Lv Min, Liu Yajing, Wang Yi, Jin Neng, Qiu Liping, Zhao Baihui, Luo Qiong
Department of Obstetrics, Women's Hospital, School of Medicine, Zhejiang University, 1st Xueshi Road, Hangzhou, 310006, China.
NHC Key Laboratory of Study on Abnormal Gametes and Reproductive Tract, Department of Obstetrics and Gynecology, The First Affiliated Hospital of Anhui Medical University, No 218 Jixi Road, Hefei, Anhui, 230022, China.
BMC Pregnancy Childbirth. 2025 May 30;25(1):632. doi: 10.1186/s12884-025-07744-4.
Cervical cerclage cannot guarantee a full-term delivery. Recently, several studies have suggested that low-dose aspirin taken in pregnancy may reduce the likelihood of spontaneous preterm birth (sPTB). Our study aimed to evaluate whether adjunctive low-dose aspirin after non-prophylactic cerclage would reduce the rate of sPTB and improve pregnancy outcomes.
A prospective clinical trial was conducted between September 2020 and July 2023 at two Tertiary A hospitals in Zhejiang Province, China. Singleton pregnancies with asymptomatic cervical dilation or cervical shortening and arranged non- prophylactic cerclage at 16-26 gestational weeks were included. Eligible women were assigned into either aspirin + regular therapy (Aspirin group) or only regular therapy group (No-aspirin group) based on their discretion. Propensity score matching was used to control confounding. The primary outcome was the incidence of sPTB at < 28 weeks of gestation.
A total of 230 women underwent cervical cerclage with extra aspirin therapy (n = 83) or regular therapy (n = 147) were identified. Overall, all participants were 1:1 propensity score-matched with 75 in Aspirin group and 75 in No-aspirin group.
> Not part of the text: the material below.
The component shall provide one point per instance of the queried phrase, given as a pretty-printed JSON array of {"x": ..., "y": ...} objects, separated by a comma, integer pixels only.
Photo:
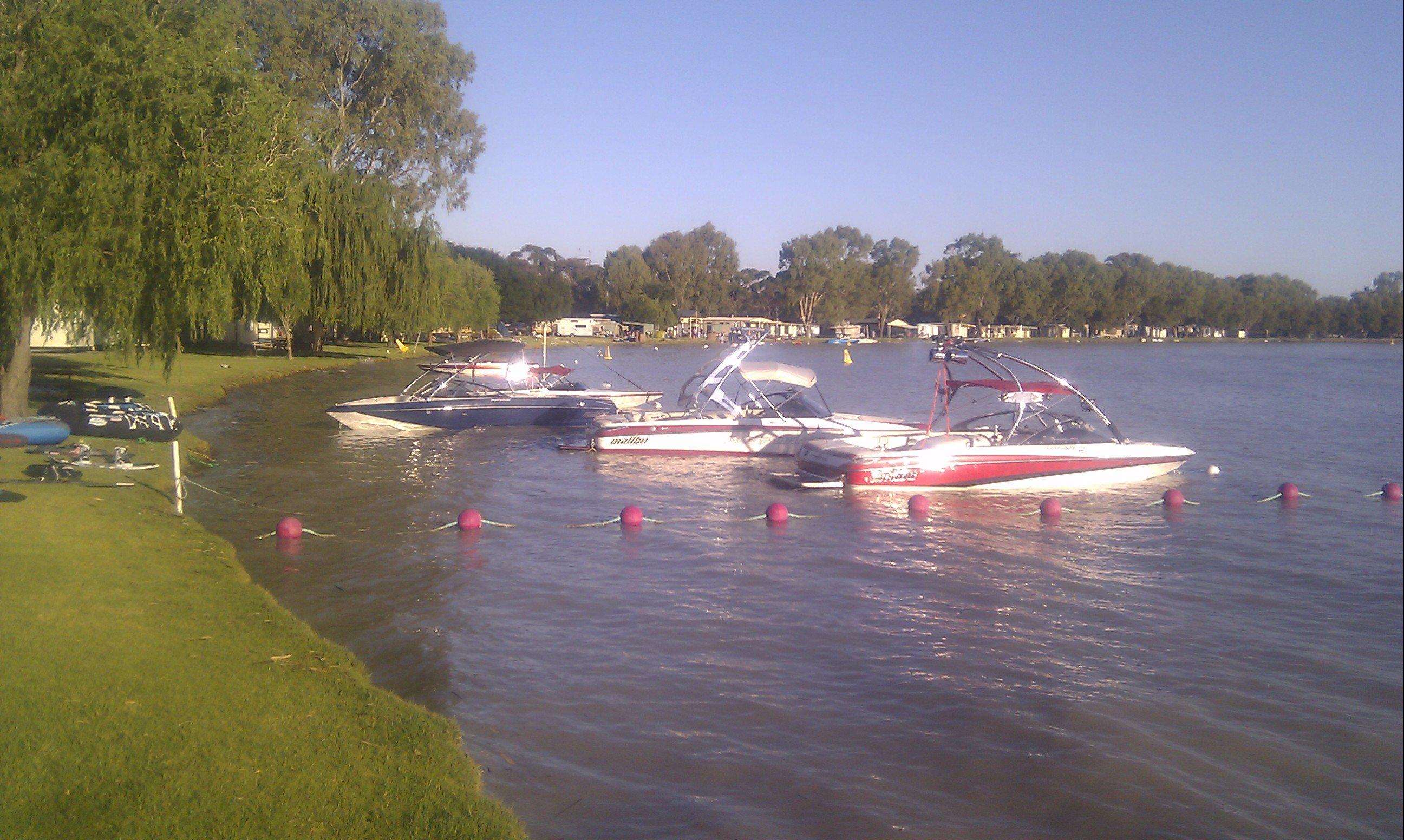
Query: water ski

The rates of sPTB at < 28 and < 32 weeks were significantly lower in Aspirin group than in No-aspirin group. A greater proportion of pregnancies were prolonged at least 28 days and 56 days among women received additional aspirin than regular therapy. The overall perinatal mortality was significantly lower in Aspirin group (2.67%) than in No-aspirin group (17.33%) (p < 0.01). In ultrasound-indicated cerclage, the incidence of sPTB at < 32 weeks was significantly lower in Aspirin group, whereas in physical- indicated cerclage, it did not reach a significate difference.
We indicated that the administration of low-dose aspirin in singleton pregnancies after non-prophylactic cerclage was associated with a significant decrease in extremely preterm birth.
The study was registered in the Chinese Clinical Trial Registry with a registration number of ChiCTR2000034662 at 2020-07-13 ( https://www.chictr.org.cn/ ).
宫颈环扎术不能保证足月分娩。最近,多项研究表明,孕期服用低剂量阿司匹林可能会降低自发性早产(sPTB)的可能性。我们的研究旨在评估非预防性宫颈环扎术后辅助使用低剂量阿司匹林是否会降低sPTB的发生率并改善妊娠结局。
2020年9月至2023年7月在中国浙江省的两家三级甲等医院进行了一项前瞻性临床试验。纳入单胎妊娠、有无症状性宫颈扩张或宫颈缩短且在孕16 - 26周安排了非预防性宫颈环扎术的孕妇。符合条件的女性根据其意愿被分为阿司匹林 + 常规治疗组(阿司匹林组)或仅常规治疗组(非阿司匹林组)。采用倾向评分匹配法控制混杂因素。主要结局是妊娠<28周时sPTB的发生率。
共确定230例行宫颈环扎术的女性,其中接受额外阿司匹林治疗的有83例,接受常规治疗的有147例。总体而言,所有参与者按1:1倾向评分匹配,阿司匹林组75例,非阿司匹林组75例。阿司匹林组妊娠<28周和<32周时的sPTB发生率显著低于非阿司匹林组。接受额外阿司匹林治疗的女性中,更多比例的妊娠延长了至少28天和56天,而非接受常规治疗。阿司匹林组的总体围产儿死亡率(2.67%)显著低于非阿司匹林组(17.33%)(p<0.01)。在超声引导下的宫颈环扎术中,阿司匹林组妊娠<32周时的sPTB发生率显著较低,而在体格检查引导下的宫颈环扎术中,未达到显著差异。
我们表明,非预防性宫颈环扎术后单胎妊娠中使用低剂量阿司匹林与极早产的显著减少有关。